Microsoft Sues U.K.-Based Control Pad Company
Microsoft, which makes the Xbox 360 game console, filed a lawsuit against U.K. technology company Datel Design & Development, which makes third-party game controllers. Based on a report from the Seattle Post-Intelligencer, Microsoft is suing the company, whose Xbox 360 controllers bear a striking similarity to Microsoft's. The technology giant claims the controllers infringe on a number of patents. The suit specifically targets Datel's TurboFire and Wildfire controllers, which are sold in various big-box stores, including Wal-Mart and Target.
Calls to Datel's U.K.
offices were not immediately returned.
Microsoft, which is seeking an injunction as well as unspecified monetary damages, filed complaints with the International Trade Commission as well as U.S. District Court in Seattle. "We have a robust licensing program that ensures high standards and contributes to a great experience for the Xbox gamer community," Microsoft spokesman Kevin Kutz said in a prepared statement related to the lawsuit. "We have a responsibility to protect that program and the companies that are part of it, as well as our own intellectual property."

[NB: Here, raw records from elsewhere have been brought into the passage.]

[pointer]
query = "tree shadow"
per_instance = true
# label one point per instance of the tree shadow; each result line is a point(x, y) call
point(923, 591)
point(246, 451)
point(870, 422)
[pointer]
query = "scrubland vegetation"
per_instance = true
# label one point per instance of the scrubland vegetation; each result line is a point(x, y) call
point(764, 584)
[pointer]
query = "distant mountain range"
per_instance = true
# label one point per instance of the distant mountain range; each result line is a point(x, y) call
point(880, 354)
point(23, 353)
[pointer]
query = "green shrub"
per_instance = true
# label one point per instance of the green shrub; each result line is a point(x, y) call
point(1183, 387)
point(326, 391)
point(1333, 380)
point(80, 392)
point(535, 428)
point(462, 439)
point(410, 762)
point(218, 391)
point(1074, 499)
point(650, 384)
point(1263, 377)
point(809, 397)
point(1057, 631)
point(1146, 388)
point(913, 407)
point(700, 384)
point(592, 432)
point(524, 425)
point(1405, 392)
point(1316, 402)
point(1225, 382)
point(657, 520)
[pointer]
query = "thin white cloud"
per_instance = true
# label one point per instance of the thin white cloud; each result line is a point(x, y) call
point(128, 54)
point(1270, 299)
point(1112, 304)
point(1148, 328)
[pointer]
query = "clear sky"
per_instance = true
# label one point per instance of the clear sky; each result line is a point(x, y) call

Datel markets peripherals for all major consoles, including the Sony PlayStation 2 and PlayStation 3 and Nintendo Wii, and has run into legal trouble before. In early 2009, Sony filed a lawsuit against Datel over the company's Lite Blue Tool, which allowed users to execute the boot code from a removable storage. The product was removed from the company's Website shortly after Sony filed the suit. Later that year, Datel sued Microsoft in the Northern District of California for unfair competitive practices and for tortuous interference with prospective economic advantage. The suit concerned Microsoft's blocking of microSD flash cards to be used through a memory card adapter with the Xbox 360.
The news comes on the heels of a Microsoft legal defeat this week. The company found its latest request for a multiple-judge review in a long-running patent-infringement suit brought by i4i rejected by a federal appeals court. Microsoft had asked for a panel of 11 judges to review its arguments in the case, in which i4i alleges that Microsoft Word 2003 and 2007 violate its custom X M L-related patents.

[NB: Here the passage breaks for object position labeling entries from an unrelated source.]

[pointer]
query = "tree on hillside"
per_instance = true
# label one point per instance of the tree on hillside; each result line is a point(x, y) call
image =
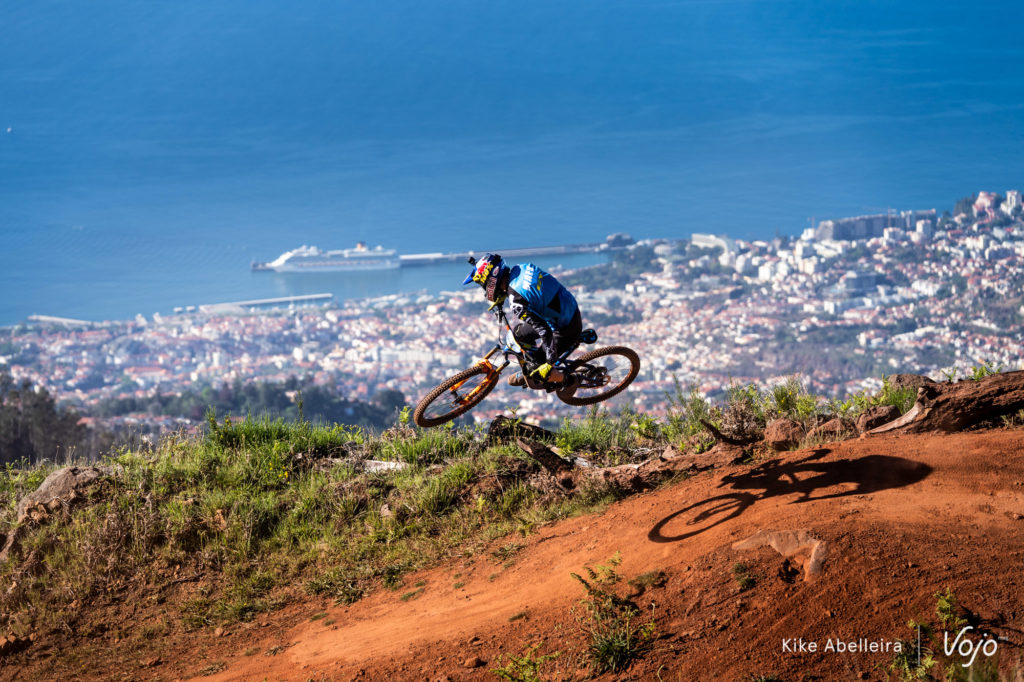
point(31, 425)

In August 2009, a federal judge in a U.S. District Court ordered Microsoft to pay $300 million and pull copies of Word 2003 and 2007 from store shelves within 90 days. In an e-mail to eWEEK, Kutz expressed disappointment with the decision. "As far as next steps, we continue to believe there are important matters of patent law that still need to be properly addressed, and we are considering our options going forward," he wrote.